The Unfinished Work of the Global Compact on Refugees

T Alexander Aleinikoff

International Journal of Refugee Law, 2019

https://doi.org/10.1093/ijrl/eey057

Review

The author notes that the (non-binding) commitment in the Refugee Compact for additional funding does not come with conditions that host States guarantee refugee rights, and he argues that an emphasis on ‘national ownership’ of the refugee response may create problems if accountability structures for how States spend new refugee resources are not robust. The author argues that, despite the limited reach and scope of the Refugee Compact, it can create opportunities for forward movement on some of the unaddressed challenges facing the international protection regime, in particular:

  • The lack of a global responsibility sharing strategy and structure: A comprehensive responsibility-sharing strategy to address protracted refugee situations would not impose significant costs on any resettlement country (22 million refugees are less than 0.5 per cent of the world’s population). While the compact does not tackle this head on, it creates new modalities for international cooperation including: (a) the Global Refugee Forum at which States can make pledges of assistance, additional resettlement numbers, and other ‘complementary pathways for admission’; and (b) ‘Support Platforms’ for specific large-scale or protracted refugee situations. The author argues that Support Platforms could have a meaningful impact if they go beyond traditional ‘solutions’ of repatriation, resettlement, and local integration, and experiment with new modalities such as enhanced regional mobility for refugees seeking to move to locations where they can best pursue self-sufficiency.
  • The need to protect forced migrants who do not come within the definition of ‘refugee’ in the 1951 Refugee Convention: While the compact’s language restricts the ‘need for international protection’ to persons already protected by the 1951 Refugee Convention and regional instruments (para 65), it also urges States to close protection gaps in a way consistent with, but not constricted by, existing international and regional norms (para 61) and, in doing so, it provides an opportunity for advocacy on behalf of all those in need of international protection.

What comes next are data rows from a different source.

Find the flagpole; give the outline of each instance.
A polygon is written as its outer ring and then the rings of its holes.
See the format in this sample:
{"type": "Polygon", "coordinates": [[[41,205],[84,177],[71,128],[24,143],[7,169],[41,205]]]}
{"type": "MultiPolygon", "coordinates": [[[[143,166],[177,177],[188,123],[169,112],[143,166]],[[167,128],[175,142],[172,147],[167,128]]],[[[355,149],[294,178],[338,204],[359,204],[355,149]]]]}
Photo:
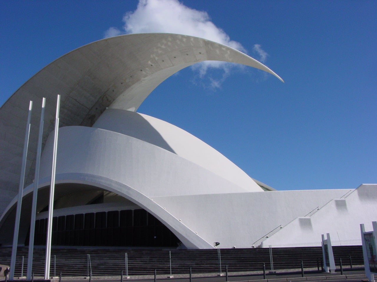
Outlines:
{"type": "Polygon", "coordinates": [[[28,121],[26,123],[26,130],[25,132],[23,152],[22,153],[22,163],[21,165],[21,175],[20,176],[18,197],[17,200],[17,208],[16,210],[14,232],[13,233],[13,244],[12,247],[12,256],[11,258],[9,280],[13,280],[14,277],[14,267],[16,264],[16,254],[17,252],[17,245],[18,241],[18,229],[20,228],[20,218],[21,217],[21,205],[22,203],[22,193],[23,192],[24,183],[25,182],[25,170],[26,168],[26,156],[28,155],[28,146],[29,146],[29,136],[30,133],[30,119],[31,117],[31,110],[32,108],[33,101],[31,101],[29,106],[29,114],[28,115],[28,121]]]}
{"type": "Polygon", "coordinates": [[[42,148],[42,136],[43,132],[43,118],[44,117],[44,105],[46,98],[42,100],[42,109],[41,111],[41,120],[39,122],[39,133],[38,144],[37,147],[37,159],[35,162],[35,172],[34,176],[34,189],[33,191],[33,202],[31,208],[31,219],[30,220],[30,236],[29,240],[29,254],[28,256],[28,271],[26,279],[31,279],[33,268],[33,249],[34,248],[34,235],[35,229],[35,215],[37,212],[37,197],[38,194],[39,179],[39,166],[41,161],[41,151],[42,148]]]}
{"type": "Polygon", "coordinates": [[[51,257],[51,240],[52,233],[52,212],[54,210],[54,194],[55,189],[55,173],[56,168],[56,153],[58,147],[58,130],[59,127],[59,111],[60,105],[60,96],[58,95],[56,103],[56,116],[55,117],[55,132],[54,139],[54,151],[52,153],[52,167],[51,169],[51,184],[50,186],[50,200],[48,206],[48,220],[47,227],[47,240],[46,242],[46,260],[44,268],[44,279],[50,275],[50,260],[51,257]]]}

Forced migration linked to climate change ended up in the Migration Compact due to State pressure on UNHCR to keep the Refugee Compact limited to Convention refugees, and so the Refugee Compact and the Migration Compact will need to be read together to develop approaches for climate change-related migration. Sudden-onset disasters produce forced migrants for whom legal norms and institutions will need to be established. The absence of commitments regarding IDPs remains the most troubling gap in the Global Compacts.